Here is what parents need to know about the numbers, rules, and enrollment process.
1. The $1,000 Federal Seed Money
The headline feature of the program is a one-time, $1,000 pilot program contribution directly from the U.S. Treasury. To qualify for this free seed money, a child must meet three strict criteria:
- Born between January 1, 2025, and December 31, 2028.
- Be a U.S. citizen.
- Possess a valid Social Security number.
(Note: While any child under 18 can open a Trump Account to accumulate tax-deferred growth, only newborns within this specific four-year window receive the $1,000 federal deposit.)
2. Annual Contribution Limits and Rules
Once the account is established, families and outside entities can continue to build the nest egg:
- $5,000 Annual Cap: The maximum combined amount that can be added to the account each year from all individual sources.
- Pre-Tax Employer Matching: Employers can contribute up to $2,500 per year toward an employee’s child’s account. These employer contributions are excluded from the parent’s taxable income but do count toward the overall $5,000 annual cap.
- No Earned Income Required: Unlike a standard custodial IRA, the child does not need documented wage income for contributions to be made.
3. Investment Restrictions and Strict Lockdown
To ensure steady, long-term growth, the government has placed strict guardrails on how the money is handled:
- The Investment Menu: Funds cannot be used to day-trade individual stocks. By law, they must be invested in low-cost, diversified index mutual funds or ETFs that track major American stock indexes, such as the S&P 500.
- The Age 18 Lockdown: Money is completely locked down. Zero withdrawals are permitted for any reason until the beneficiary turns 18.
- The IRA Transition: Once the child reaches age 18, the account automatically converts and is treated under standard Traditional IRA tax rules.

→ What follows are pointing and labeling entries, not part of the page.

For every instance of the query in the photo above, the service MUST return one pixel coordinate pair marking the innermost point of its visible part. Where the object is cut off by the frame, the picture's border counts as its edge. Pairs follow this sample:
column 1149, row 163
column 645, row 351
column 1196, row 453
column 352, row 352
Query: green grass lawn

The original $1,000 seed and any pre-tax employer growth will be taxed as ordinary income upon retirement withdrawal, while standard after-tax individual contributions are not double-taxed.
4. How to Claim the Funds
The enrollment window is officially open, and more than 4 million children have already been registered. Parents can claim their newborn’s $1,000 by taking two steps:
- File IRS Form 4547: This one-page election form can be submitted directly alongside your annual federal tax return.
- Use the Online Portal: If you missed it during tax season, parents can log in via ID.me at trumpaccounts.gov to submit the election form and track the status of the federal deposit.